What would it look like to take a large pitcher of flames and extinguish the layers of names I’ve given myself. Labels attempting to pronunciate the language of my gender. Monikers of my skin.
genderqueer.
womyn.
lesbian.
feminist.
femme inist.
promiscuous.
soft butch.
androgynous.
hybrid homo.
I ask a friend who’s gender politics I admire/ respect/ learn from to tell me what words might identify their own gender identity.
This Human tells me,
“Gender phoenix. Rising from the ashes of the destroyed old, something new.”
And I want to run toward the direction of where the wind gathers, high up with the moon or at least beside some flying feathers and slowly jump down into this newer version of myself.

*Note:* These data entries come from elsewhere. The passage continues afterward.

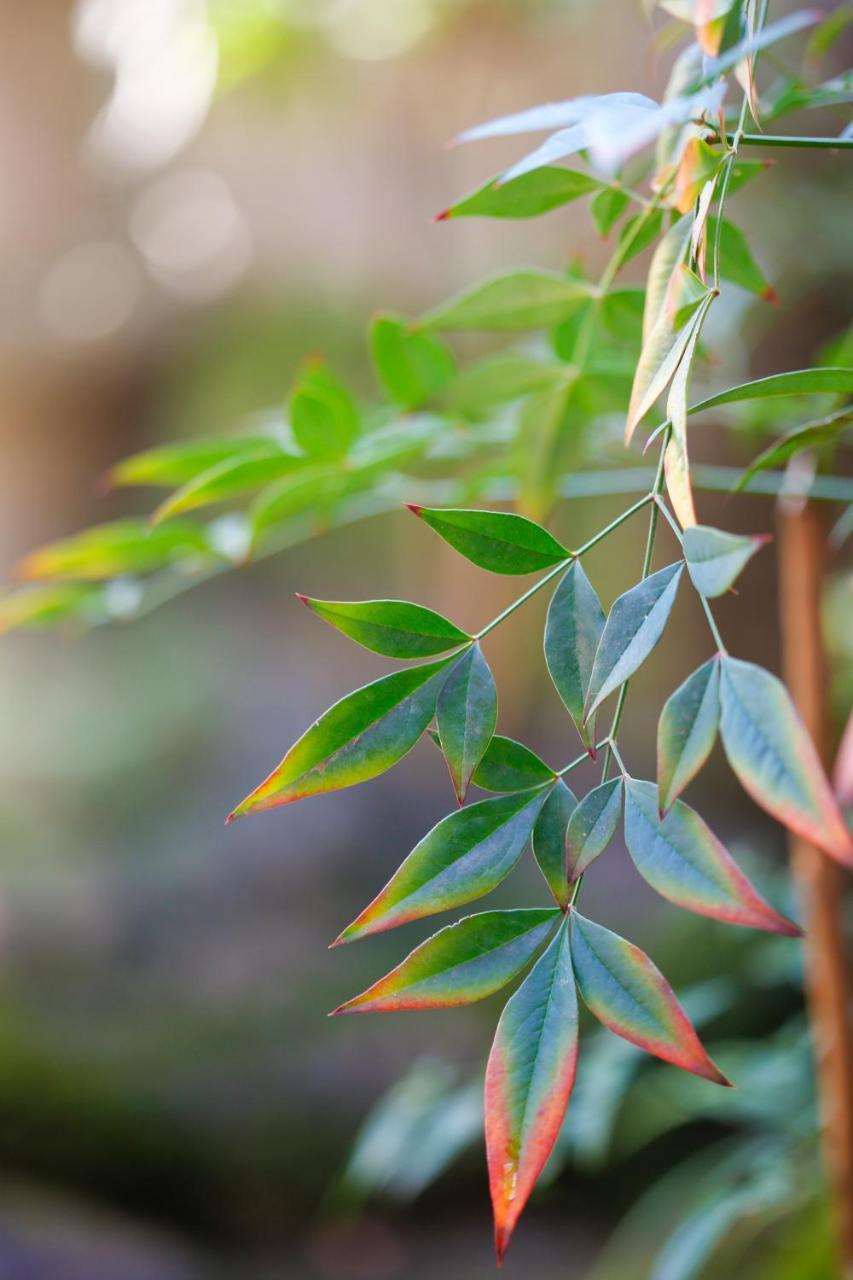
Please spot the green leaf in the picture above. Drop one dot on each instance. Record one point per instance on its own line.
(520, 300)
(682, 858)
(36, 607)
(630, 996)
(687, 730)
(464, 856)
(675, 457)
(592, 826)
(634, 626)
(392, 627)
(797, 382)
(737, 261)
(715, 558)
(573, 631)
(413, 368)
(465, 716)
(172, 465)
(550, 840)
(607, 206)
(639, 232)
(497, 540)
(118, 548)
(500, 379)
(528, 196)
(361, 736)
(460, 964)
(667, 255)
(509, 766)
(229, 479)
(528, 1082)
(774, 758)
(310, 488)
(810, 435)
(664, 348)
(324, 417)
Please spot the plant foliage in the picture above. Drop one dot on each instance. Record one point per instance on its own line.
(503, 428)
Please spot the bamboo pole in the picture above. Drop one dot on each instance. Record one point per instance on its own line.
(820, 882)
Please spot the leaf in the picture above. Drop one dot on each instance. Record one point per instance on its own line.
(500, 379)
(675, 457)
(769, 35)
(519, 300)
(324, 417)
(798, 382)
(810, 435)
(528, 1082)
(36, 607)
(413, 368)
(715, 558)
(552, 115)
(664, 350)
(509, 766)
(697, 165)
(550, 840)
(465, 716)
(639, 232)
(573, 631)
(497, 540)
(687, 731)
(173, 465)
(392, 627)
(607, 206)
(630, 996)
(118, 548)
(774, 758)
(309, 488)
(592, 826)
(359, 737)
(460, 964)
(634, 626)
(229, 479)
(680, 856)
(464, 856)
(667, 255)
(528, 196)
(738, 264)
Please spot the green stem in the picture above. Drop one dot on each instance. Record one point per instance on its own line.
(712, 625)
(670, 519)
(647, 563)
(579, 759)
(775, 140)
(582, 551)
(523, 599)
(620, 520)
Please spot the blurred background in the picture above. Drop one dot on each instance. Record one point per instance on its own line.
(199, 193)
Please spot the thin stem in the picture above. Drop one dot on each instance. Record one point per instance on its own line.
(712, 625)
(537, 586)
(523, 599)
(647, 563)
(619, 759)
(670, 519)
(775, 140)
(620, 520)
(580, 759)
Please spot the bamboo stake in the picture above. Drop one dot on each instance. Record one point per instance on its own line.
(820, 882)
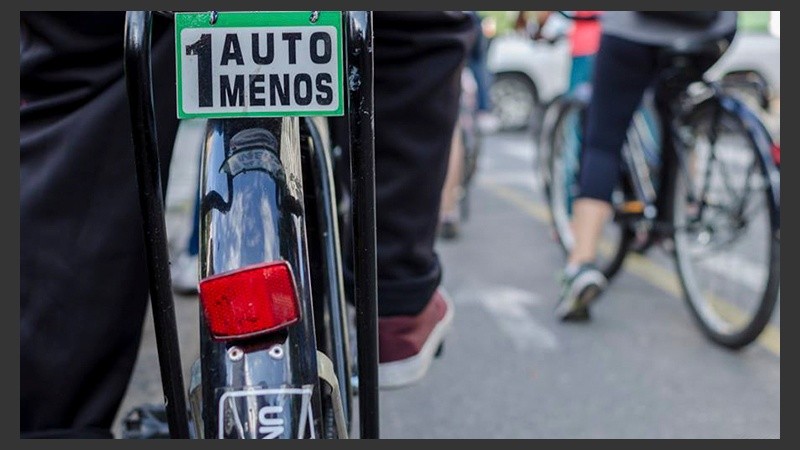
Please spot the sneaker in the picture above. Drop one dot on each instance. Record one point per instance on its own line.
(408, 344)
(185, 275)
(580, 287)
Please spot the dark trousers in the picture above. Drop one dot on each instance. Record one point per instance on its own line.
(623, 70)
(83, 285)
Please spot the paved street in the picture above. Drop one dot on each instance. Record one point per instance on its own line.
(639, 369)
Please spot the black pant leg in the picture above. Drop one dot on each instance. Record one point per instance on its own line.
(418, 62)
(83, 285)
(623, 69)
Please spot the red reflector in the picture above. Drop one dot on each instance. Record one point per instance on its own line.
(776, 154)
(249, 301)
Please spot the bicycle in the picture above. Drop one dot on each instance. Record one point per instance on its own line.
(695, 199)
(281, 367)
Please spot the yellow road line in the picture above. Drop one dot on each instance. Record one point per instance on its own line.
(638, 265)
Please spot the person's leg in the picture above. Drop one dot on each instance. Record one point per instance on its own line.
(83, 284)
(418, 61)
(450, 215)
(415, 115)
(622, 71)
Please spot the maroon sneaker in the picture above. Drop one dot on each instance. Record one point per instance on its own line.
(408, 344)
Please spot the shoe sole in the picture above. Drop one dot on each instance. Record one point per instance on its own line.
(397, 374)
(589, 286)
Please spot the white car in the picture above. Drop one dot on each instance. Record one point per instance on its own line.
(528, 74)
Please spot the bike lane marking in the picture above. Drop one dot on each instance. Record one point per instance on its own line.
(511, 308)
(635, 264)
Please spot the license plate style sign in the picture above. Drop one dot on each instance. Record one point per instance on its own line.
(259, 64)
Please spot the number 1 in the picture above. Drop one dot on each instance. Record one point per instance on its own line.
(202, 48)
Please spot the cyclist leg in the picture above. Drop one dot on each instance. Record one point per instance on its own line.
(622, 71)
(418, 61)
(83, 285)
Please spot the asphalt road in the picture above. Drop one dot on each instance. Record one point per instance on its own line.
(639, 369)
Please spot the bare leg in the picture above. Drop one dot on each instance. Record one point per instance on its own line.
(451, 192)
(589, 217)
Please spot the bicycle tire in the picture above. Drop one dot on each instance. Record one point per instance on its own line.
(563, 167)
(722, 315)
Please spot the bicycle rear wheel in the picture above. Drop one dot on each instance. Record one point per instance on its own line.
(727, 230)
(564, 169)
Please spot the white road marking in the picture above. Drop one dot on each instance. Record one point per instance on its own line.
(511, 309)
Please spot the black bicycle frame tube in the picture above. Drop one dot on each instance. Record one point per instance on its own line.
(361, 120)
(761, 138)
(332, 298)
(138, 74)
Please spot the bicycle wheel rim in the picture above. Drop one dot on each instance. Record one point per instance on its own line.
(564, 169)
(728, 263)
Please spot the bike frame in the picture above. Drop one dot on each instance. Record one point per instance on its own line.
(673, 107)
(222, 364)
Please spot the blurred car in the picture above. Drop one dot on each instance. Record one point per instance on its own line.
(752, 65)
(528, 74)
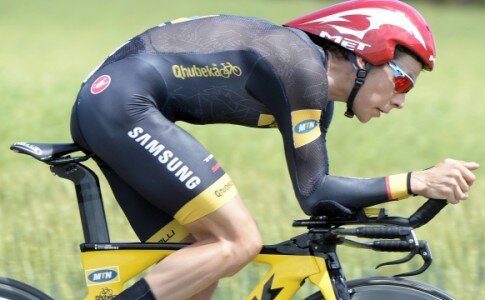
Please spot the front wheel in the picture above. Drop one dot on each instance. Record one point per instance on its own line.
(11, 289)
(377, 288)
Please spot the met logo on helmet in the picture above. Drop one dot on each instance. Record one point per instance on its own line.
(100, 84)
(345, 42)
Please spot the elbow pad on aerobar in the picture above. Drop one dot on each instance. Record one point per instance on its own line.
(347, 191)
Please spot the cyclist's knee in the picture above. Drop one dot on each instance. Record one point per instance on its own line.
(238, 253)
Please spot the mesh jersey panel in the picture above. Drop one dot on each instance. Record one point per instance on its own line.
(295, 62)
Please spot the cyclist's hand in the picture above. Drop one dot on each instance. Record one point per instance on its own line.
(450, 180)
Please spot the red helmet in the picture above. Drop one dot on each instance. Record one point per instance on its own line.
(372, 29)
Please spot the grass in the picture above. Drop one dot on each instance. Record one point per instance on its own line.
(49, 47)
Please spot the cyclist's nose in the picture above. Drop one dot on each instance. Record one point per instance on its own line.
(397, 101)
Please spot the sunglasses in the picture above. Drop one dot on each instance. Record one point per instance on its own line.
(403, 83)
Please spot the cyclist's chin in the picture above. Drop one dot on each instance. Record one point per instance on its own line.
(363, 118)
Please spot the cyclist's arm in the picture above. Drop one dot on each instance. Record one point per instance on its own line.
(305, 148)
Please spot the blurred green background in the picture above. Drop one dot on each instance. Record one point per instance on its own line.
(48, 47)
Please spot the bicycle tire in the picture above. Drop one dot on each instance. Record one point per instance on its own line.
(11, 289)
(390, 288)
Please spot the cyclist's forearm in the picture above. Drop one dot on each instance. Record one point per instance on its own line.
(357, 192)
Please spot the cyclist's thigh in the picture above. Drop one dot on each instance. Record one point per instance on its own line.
(148, 221)
(158, 159)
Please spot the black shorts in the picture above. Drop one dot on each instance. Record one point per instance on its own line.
(160, 175)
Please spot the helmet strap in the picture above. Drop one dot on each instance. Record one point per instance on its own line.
(359, 81)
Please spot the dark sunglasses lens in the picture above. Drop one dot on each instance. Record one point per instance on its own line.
(402, 84)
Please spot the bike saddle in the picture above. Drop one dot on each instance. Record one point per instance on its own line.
(44, 151)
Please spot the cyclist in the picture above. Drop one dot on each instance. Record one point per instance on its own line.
(228, 69)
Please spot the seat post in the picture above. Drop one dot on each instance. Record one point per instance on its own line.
(89, 199)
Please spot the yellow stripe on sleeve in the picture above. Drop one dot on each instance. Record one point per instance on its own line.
(306, 126)
(208, 201)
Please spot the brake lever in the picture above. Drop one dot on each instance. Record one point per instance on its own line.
(423, 250)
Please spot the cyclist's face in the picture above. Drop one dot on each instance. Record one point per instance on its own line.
(378, 94)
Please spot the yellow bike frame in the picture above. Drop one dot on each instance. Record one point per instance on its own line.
(107, 271)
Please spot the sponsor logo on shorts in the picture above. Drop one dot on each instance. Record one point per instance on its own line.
(208, 158)
(101, 276)
(222, 70)
(220, 192)
(166, 157)
(215, 167)
(100, 84)
(306, 126)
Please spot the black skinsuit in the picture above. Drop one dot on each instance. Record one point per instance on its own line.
(216, 69)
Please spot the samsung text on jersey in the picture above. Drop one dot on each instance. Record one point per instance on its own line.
(165, 156)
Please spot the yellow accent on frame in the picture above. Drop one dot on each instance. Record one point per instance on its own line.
(173, 232)
(210, 200)
(305, 126)
(289, 271)
(129, 263)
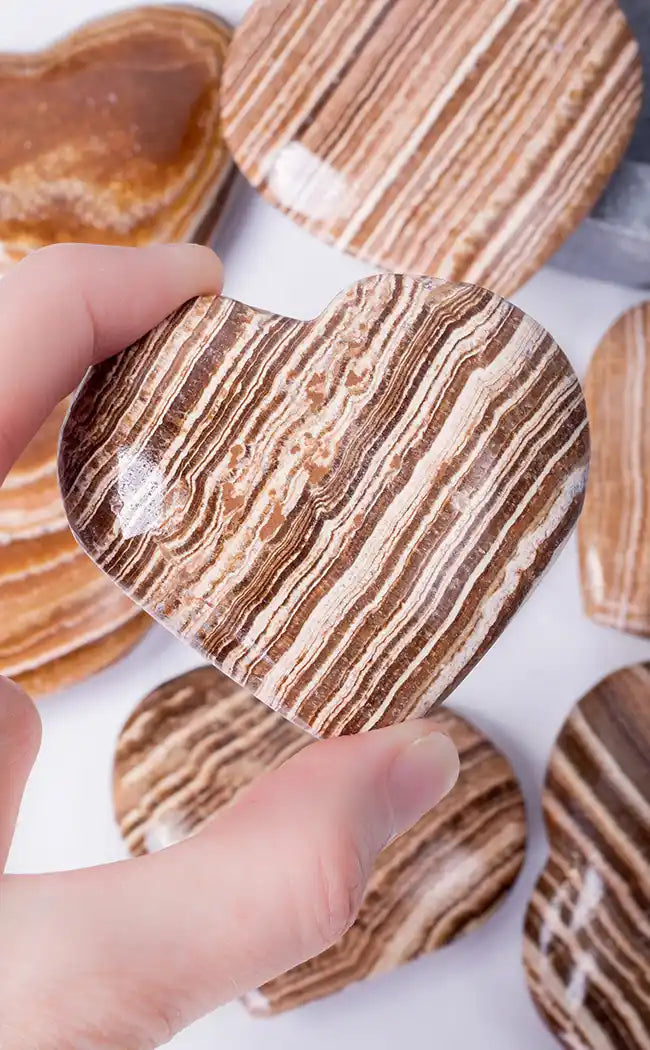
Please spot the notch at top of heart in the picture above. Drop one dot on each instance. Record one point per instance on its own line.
(343, 513)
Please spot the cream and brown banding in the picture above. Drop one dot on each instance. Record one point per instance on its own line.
(194, 742)
(461, 140)
(112, 135)
(343, 513)
(587, 935)
(62, 620)
(614, 528)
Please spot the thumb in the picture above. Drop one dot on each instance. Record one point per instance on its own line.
(20, 739)
(272, 880)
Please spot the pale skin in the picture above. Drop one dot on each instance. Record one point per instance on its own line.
(124, 956)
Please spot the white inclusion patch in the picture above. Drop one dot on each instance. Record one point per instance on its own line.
(141, 494)
(306, 184)
(168, 830)
(594, 574)
(256, 1002)
(589, 898)
(578, 986)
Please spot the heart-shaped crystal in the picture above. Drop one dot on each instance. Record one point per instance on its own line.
(462, 140)
(343, 513)
(613, 532)
(112, 134)
(194, 742)
(587, 945)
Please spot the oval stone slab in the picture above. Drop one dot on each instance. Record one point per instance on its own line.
(343, 513)
(461, 140)
(112, 135)
(587, 943)
(614, 528)
(195, 741)
(62, 620)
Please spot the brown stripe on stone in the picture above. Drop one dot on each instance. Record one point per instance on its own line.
(614, 530)
(194, 742)
(459, 140)
(587, 932)
(62, 620)
(341, 513)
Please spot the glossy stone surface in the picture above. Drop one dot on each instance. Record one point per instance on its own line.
(462, 140)
(614, 529)
(194, 742)
(587, 943)
(341, 515)
(112, 135)
(62, 620)
(613, 244)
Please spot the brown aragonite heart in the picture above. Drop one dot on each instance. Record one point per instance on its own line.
(614, 529)
(461, 140)
(195, 741)
(343, 513)
(112, 134)
(587, 936)
(62, 620)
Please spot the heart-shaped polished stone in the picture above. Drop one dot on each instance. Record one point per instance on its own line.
(614, 529)
(113, 135)
(587, 943)
(343, 513)
(195, 741)
(62, 620)
(460, 139)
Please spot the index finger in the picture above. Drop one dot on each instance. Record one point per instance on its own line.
(66, 307)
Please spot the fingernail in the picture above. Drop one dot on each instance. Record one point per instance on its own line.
(420, 776)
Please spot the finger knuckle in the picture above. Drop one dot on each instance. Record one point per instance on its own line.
(339, 886)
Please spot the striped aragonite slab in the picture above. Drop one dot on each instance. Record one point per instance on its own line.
(341, 515)
(614, 530)
(195, 741)
(587, 942)
(460, 139)
(112, 135)
(62, 620)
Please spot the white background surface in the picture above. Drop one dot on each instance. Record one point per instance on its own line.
(472, 994)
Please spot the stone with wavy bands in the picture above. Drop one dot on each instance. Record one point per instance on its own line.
(342, 513)
(460, 139)
(587, 933)
(614, 528)
(194, 742)
(62, 620)
(112, 134)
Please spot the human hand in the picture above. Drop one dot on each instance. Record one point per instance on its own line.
(125, 954)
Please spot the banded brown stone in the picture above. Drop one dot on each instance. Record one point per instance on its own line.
(341, 515)
(587, 933)
(62, 620)
(461, 140)
(614, 529)
(194, 742)
(112, 134)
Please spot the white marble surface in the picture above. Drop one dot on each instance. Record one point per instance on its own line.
(472, 994)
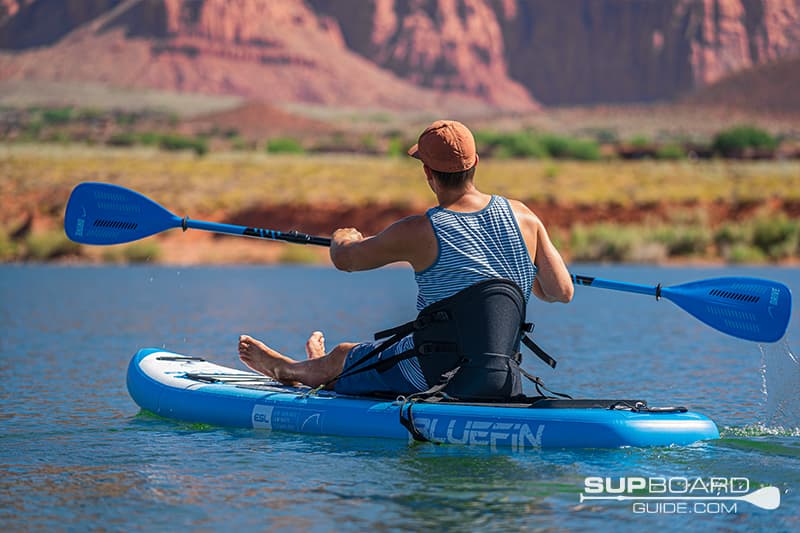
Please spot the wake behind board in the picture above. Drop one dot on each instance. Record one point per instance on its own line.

I perform on a stage with another human who also questions their body. We transform gender through the deterioration of labels. This Human comes at me with scissors, cutting away the caution wrapped around my skin. I want to scream: keep cutting because there is such more to be removed besides this stretched ribbon. And I wonder how many performances must be breathed out in order to feel closest to my self.
There is no permanence in this body.
Today is Monday and I’d like you to be aggressive, but tomorrow I’d like you to ignore some parts that I wanted you to play with two days ago.
As more rings gather in my bark, I transliterate my wisdom through the ways in which I question my self. A magical beast who lives closer to the west coast calls me Animal. We dialogue on gender and sexuality because we are still crafting hybrid variations of what we were taught and need to redraft. And the revision does not have to end.
Tell me your pronoun and I’ll tell you mine and we can run toward the curved wings of the phoenix, guiding us toward our own illustrated vocabularies.
Gender is a construct; so how do you want to be constructed?